Although the full potential of AI and machine learning technologies is still undetermined, LANL officials noted that AI softwares may eventually leverage Venado’s capabilities to explore classified research areas. 

“Venado is clearly our large-scale focus right now for AI work in the unclassified, but obviously we are going to be looking at deploying AI in the classified outside of Venado,” Lujan said. “So it's entirely feasible that OpenAI may play in that role.”

These plans are far from set in stone. Improving the productivity of LANL applications developers to facilitate research efforts remains the starting goal for incorporating AI and machine learning systems. Shipman said that LANL will be partnering with multiple national laboratories to develop training data for a “copilot” AI capability meant to augment researchers’ work and prepare the lab for future researchers who have long used AI as an aid to their research. 

“This could be transformative for our application developers, particularly those that we anticipate coming out of university over the next few years that will just be accustomed to using these tools already,” Shipman said. “We need to be ready at the laboratory and have these technologies available to our application developers.” 

Weapons development

In addition to a copilot large language model function, LANL is also working on two projects that would train LLMs to work within the weapons science community. The first would manifest as a chatbot and aim to seek information of interest across an online document repository for the LANL weapons science researchers. The second would look to train LLMs on weapons-specific topic to provide a chatbot functionality for onboarding and training new scientists in the weapons research domain. 

On the regulatory level, the NNSA and Department of Energy are still assessing how AI and automation can best fit into a national research setting. 

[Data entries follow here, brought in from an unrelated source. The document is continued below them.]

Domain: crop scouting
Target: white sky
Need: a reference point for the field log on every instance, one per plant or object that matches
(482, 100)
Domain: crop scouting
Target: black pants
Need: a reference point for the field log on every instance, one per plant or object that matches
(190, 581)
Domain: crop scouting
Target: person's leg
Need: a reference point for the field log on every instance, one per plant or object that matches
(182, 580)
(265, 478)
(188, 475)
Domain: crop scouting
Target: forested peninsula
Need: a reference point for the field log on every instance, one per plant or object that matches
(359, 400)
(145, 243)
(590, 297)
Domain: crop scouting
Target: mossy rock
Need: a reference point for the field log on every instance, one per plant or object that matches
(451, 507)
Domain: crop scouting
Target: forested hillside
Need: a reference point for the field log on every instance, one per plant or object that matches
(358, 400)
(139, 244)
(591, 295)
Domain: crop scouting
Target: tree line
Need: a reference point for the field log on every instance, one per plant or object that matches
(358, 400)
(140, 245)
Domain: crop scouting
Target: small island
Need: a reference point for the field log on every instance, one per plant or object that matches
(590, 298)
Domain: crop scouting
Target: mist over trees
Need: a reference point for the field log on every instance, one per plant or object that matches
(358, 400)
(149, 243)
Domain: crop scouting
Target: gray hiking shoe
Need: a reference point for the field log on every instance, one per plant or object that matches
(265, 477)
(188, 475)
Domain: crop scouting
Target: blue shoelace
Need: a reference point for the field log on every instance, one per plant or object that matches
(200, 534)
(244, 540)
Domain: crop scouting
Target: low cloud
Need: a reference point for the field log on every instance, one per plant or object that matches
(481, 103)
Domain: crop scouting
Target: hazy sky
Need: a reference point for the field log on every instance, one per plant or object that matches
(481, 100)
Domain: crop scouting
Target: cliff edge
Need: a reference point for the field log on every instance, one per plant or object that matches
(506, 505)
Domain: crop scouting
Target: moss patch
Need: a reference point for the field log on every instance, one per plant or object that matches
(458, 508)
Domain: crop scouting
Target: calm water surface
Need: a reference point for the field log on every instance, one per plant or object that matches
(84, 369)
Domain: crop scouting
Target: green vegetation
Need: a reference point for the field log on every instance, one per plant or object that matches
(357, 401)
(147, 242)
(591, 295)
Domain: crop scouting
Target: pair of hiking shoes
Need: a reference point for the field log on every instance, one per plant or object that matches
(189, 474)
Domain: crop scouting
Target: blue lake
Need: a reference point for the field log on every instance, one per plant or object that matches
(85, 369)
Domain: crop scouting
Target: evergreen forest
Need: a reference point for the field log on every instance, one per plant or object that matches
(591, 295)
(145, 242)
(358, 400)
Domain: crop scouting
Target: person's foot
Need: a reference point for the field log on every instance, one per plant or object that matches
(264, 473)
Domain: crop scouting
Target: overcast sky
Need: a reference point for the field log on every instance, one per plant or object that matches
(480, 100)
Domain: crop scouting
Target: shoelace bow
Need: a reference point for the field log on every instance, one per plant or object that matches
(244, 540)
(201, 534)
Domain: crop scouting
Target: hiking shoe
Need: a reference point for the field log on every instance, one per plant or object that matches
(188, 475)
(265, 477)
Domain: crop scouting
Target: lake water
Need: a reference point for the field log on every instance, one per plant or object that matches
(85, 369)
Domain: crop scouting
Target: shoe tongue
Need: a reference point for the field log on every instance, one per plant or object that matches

“As with many novel technologies, teams at NNSA are working to understand how we can safely, responsibly and securely benefit from emerging artificial intelligence capabilities to help protect the nation and continually improve the scientific capabilities of our national laboratories,” an NNSA spokesperson told Nextgov/FCW

For now, however, LANL has no timeline to introduce classified information into Venado. NVIDIA’s Hopper GPU architecture will arrive at the lab in October 2024 and leverage AI computing capabilities for classified research domains. This new system will be separate from Venado.

The NNSA also said that it references the Department of Energy’s current agencywide guidance on AI tools in deploying automated systems. Among the best practices listed for AI and machine learning system integration is to omit nonpublic –– or classified –– information as a prompt or input on a commercial or open generative AI system.  

Congress has recently taken action to outfit the national lab network with a stronger AI infrastructure. Sens. Joe Manchin, I-W.V., and Lisa Murkowski, R-Ark., introduced legislation on Monday that aims to allocate more funding to install multidisciplinary AI centers in select national labs, while also monitoring the risks associated with deploying AI systems in sensitive arenas, including the generation of nuclear, biological and chemical weapons. 

Ultimately, Generous is excited about the prospect of further integrating AI in laboratories to expedite experiment development and evaluate results. 

“It has the potential to be very transformative in advancing scientific research and in multiple different ways,” Generous said. “I think it's going to accelerate innovation.”

NVIDIA declined to comment on this story.